Lawrie represents the rare case of a 24-year-old who’s seen his stock drop since entering the league. He’s ranked right outside the top 100 in both ESPN’s and Yahoo’s rankings, but his ADP for ESPN drafts is sitting at 125. Entering the 2012 season, he was ranked relatively high, and was being taken in rounds 4-6. His stock dropped going into 2013, and it’s dropped even further heading into this season as the risks involved with drafting him are piling up.
I’d obviously love to see him do well in Toronto this year, but he’s a guy I’m staying away from on draft day. He offers tantalizing potential, with the tools to become a 20/20 guy with solid R and RBI totals, but the risks he carries along with the potential are too high in my opinion.
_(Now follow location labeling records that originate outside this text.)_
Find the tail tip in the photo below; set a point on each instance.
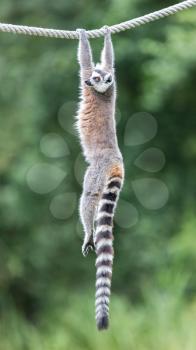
(102, 323)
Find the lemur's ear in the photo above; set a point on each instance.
(107, 55)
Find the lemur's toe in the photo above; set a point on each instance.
(87, 247)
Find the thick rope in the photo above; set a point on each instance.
(96, 33)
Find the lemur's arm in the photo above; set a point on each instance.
(84, 55)
(107, 55)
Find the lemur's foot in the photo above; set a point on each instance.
(87, 246)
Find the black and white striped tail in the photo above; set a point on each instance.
(104, 249)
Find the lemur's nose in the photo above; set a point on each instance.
(88, 82)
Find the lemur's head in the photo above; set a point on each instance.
(100, 80)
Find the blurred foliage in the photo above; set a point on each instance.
(40, 261)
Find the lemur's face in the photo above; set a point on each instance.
(100, 80)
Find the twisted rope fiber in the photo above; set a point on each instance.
(96, 33)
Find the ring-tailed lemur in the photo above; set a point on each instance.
(104, 176)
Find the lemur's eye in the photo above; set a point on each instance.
(97, 79)
(109, 80)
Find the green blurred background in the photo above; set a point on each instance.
(46, 286)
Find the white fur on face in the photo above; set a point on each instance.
(100, 81)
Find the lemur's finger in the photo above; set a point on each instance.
(81, 32)
(107, 30)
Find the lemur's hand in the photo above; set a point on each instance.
(107, 31)
(82, 33)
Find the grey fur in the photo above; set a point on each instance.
(97, 130)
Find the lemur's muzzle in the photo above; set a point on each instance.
(88, 82)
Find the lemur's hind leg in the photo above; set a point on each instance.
(88, 205)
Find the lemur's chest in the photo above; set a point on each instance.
(94, 118)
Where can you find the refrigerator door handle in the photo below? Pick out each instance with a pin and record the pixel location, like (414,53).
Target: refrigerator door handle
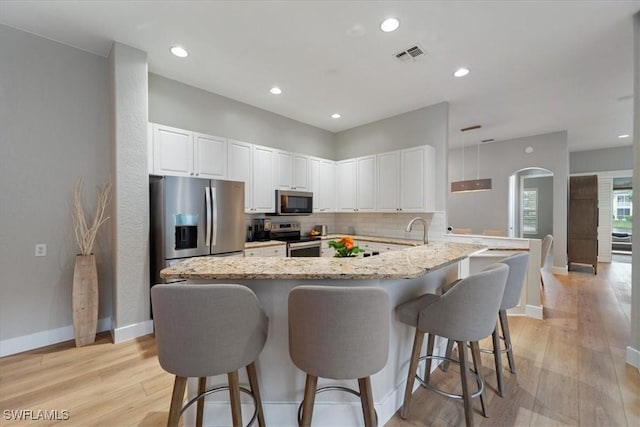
(214,204)
(207,202)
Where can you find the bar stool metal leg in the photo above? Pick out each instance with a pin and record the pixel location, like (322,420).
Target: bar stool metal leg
(255,389)
(179,386)
(309,398)
(411,376)
(477,363)
(234,393)
(366,398)
(504,322)
(466,395)
(202,387)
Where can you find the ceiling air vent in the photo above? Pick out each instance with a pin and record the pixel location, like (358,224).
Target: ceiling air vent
(412,53)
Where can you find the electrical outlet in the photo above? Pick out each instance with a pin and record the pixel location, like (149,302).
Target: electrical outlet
(41,249)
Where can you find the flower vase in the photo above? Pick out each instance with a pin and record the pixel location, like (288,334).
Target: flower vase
(85,300)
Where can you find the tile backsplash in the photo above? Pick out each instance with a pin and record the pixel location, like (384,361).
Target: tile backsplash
(369,224)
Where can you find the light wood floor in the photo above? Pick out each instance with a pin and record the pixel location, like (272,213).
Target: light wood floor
(571,370)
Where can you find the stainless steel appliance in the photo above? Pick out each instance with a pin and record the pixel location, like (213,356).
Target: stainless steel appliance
(192,217)
(297,246)
(294,202)
(261,229)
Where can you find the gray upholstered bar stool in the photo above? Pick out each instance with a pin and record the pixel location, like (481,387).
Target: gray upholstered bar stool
(517,271)
(466,313)
(208,330)
(339,333)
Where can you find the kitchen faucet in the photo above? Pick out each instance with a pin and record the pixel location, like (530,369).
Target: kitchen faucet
(424,228)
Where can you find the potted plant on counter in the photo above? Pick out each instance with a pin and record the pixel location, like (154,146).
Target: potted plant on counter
(85,273)
(345,247)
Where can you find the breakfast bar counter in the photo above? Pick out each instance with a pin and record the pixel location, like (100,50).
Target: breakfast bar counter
(403,274)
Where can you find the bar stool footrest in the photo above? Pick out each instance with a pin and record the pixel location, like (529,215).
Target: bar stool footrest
(332,388)
(441,392)
(225,388)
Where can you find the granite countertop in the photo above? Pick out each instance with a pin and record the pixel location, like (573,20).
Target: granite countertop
(402,264)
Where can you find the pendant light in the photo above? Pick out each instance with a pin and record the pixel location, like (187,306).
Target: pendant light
(471,185)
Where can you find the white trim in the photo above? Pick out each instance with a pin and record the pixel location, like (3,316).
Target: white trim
(44,338)
(563,271)
(130,332)
(633,357)
(534,311)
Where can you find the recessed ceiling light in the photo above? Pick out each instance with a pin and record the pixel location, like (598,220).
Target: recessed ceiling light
(179,51)
(461,72)
(389,24)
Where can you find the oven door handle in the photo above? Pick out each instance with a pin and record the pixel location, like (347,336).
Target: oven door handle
(303,245)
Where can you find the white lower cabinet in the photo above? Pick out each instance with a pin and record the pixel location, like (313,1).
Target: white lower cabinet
(279,251)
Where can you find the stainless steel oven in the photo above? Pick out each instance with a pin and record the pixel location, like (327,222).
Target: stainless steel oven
(309,248)
(297,246)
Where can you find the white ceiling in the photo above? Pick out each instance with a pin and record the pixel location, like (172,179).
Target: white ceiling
(536,66)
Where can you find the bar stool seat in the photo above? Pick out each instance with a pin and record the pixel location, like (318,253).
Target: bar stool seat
(466,313)
(207,330)
(339,333)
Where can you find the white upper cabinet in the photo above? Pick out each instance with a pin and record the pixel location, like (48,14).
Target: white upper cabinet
(355,184)
(388,178)
(322,184)
(292,171)
(366,183)
(172,151)
(210,156)
(406,180)
(264,198)
(346,185)
(417,179)
(181,152)
(240,166)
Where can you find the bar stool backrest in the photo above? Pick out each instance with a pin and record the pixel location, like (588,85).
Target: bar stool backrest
(517,272)
(206,330)
(468,311)
(339,332)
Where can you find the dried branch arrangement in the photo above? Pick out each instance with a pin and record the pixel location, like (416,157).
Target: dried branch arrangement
(85,233)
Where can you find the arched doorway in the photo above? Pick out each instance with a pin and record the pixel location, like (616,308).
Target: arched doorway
(531,203)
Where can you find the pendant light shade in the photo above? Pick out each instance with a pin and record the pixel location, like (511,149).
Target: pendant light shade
(471,185)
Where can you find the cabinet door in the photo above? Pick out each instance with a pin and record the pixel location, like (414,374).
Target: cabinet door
(417,179)
(327,185)
(346,185)
(264,196)
(210,156)
(239,165)
(366,184)
(300,175)
(172,151)
(388,182)
(283,169)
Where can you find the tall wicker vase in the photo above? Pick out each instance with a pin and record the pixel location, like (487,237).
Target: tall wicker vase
(85,300)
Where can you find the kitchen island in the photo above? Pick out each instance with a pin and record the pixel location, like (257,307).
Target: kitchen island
(403,274)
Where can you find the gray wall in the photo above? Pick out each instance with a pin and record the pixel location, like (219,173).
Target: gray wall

Injury history, multiple mechanical changes, a wide variety of hitting coaches, and his propensity to fall into slumps all cause for too much worry to invest in him on draft day.
He offers the ultimate high-risk/high-reward type of player, but if I’m targeting those types of players, Brett Lawrie won’t be one of them. I also see third base as a relatively deep position, with many high ceiling youngsters you can snag after the 15th round.
I’m choosing Hutchison as my sleeper. Unranked by both ESPN and Yahoo!, he could be a late round bargain, or a waiver-wire pick up post draft. He’s been getting lots of attention from Jays fans and media in camp, and has shown early in spring that he could have the stuff be a successful pitcher in the AL East.
Spring results aren’t very important at this stage, but the stuff, control and composure he’s shown are excellent signs coming off Tommy John surgery.
He’s still young, and relatively inexperienced, so picking him up, using him sparingly and in spot starts might be the best course of action to start the year. Once he proves he can be a consistently solid option you can start using him every start, but owning him before he potentially becomes a potential must-own pitcher could be a good course of action.
John Gibbons mentioned yesterday in an interview with Jeff Blair that Hutchison is at the “top of the list” to make the rotation, which is exciting for Jays fans and fantasy managers looking for a potential starter pitcher to keep an eye on.
May all your fantasies come true this season! Good luck!